An irreverent take on the plagiarism fiasco

I just don’t seem to get the Anna University plagiarism fiasco out of my mind. What is more, anonymous commentor(s) on Rahul‘s and Abi‘s blogs seem to have some insider information — about the mails sent by the persons involved to various agencies and people (as well as their chronology). I do not know about the veracity of these mails. But, in case they are true, they in turn raise many uncomfortable questions: if Muthukkumaran did send the paper without Selladurai’s consent, how come his email is listed in the paper? Who received the referee’s comments, page proofs and copyright forms? Who filled them up? And, if Muthukkumaran’s letters are any indication, who wrote the cover letter? Similarly, if Tom Mathews was unaware of the paper’s publication till he came back from vacation, are we to understand that that is usual — one of his co-authors would submit a paper without consulting him? Further, according to the Springer page, the paper was communicated on 6 September 2006, accepted on 26 December 2006 (Yeah! can you believe it — somebody was working at the J Mat Sci office during the vacation time too) , and is available online from 18th May 2007; so, are we to understand that Dr. Mathews and Muthukkumaran never met and/or exchanged mails for this entire (nearly nine months) period? And the mystery of all mysteries, how come Roshan Bokalawela’s name is added to this strange paper?

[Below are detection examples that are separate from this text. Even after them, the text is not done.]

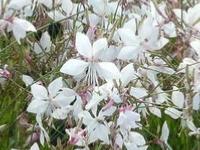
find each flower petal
[76,32,92,58]
[60,59,89,76]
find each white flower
[118,16,168,60]
[33,32,52,54]
[79,106,116,144]
[124,131,148,150]
[27,77,75,116]
[117,106,140,130]
[60,32,119,85]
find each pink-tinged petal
[60,59,89,76]
[76,32,92,58]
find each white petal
[97,62,120,80]
[52,106,72,120]
[160,121,169,143]
[186,120,197,132]
[130,87,148,99]
[149,106,161,118]
[85,92,105,110]
[27,100,49,114]
[40,31,52,52]
[48,77,63,98]
[31,84,48,99]
[54,88,76,107]
[92,38,108,58]
[78,111,94,125]
[60,59,89,76]
[95,123,110,144]
[30,143,40,150]
[22,75,34,86]
[121,63,137,87]
[118,28,139,47]
[165,107,182,119]
[117,46,140,60]
[192,93,200,110]
[76,32,93,58]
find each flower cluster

Having thought through all this, here is my irreverent thought: what if all or some of the authors write a mail to the Editor of J. Mat. Sci (with a copy marked to the Swedish authors) that this entire episode is nothing but a hoax played by these authors (along the lines of the hoax played by Alan Sokal on Social Text) to show that (a) the review process as well as paper acceptance process at J Mat Sci need improvement, and, (b) that they had no intention of plagiarising the fine work of the Swedish authors but are sorry for the inadvertent inconveniences they have caused, and go public with the letter? Not only does this save lots of trouble for these authors, but given the nature of the blatant copy pasting, does even look like an honourable enterprise. May be they can even try a paper on scientific publication enterprise in Social Text!

As an aside, in literary circles such “cheeky experiments” are not uncommon: you take a chapter from say, Jane Austen, just change the names, and submit it to a book house; the editors in the book house, probably seeing that the stuff is an obviously plagiarised piece, put a standard rejection slip and mail it back; then, you go ahead and write an article about the falling publication standards.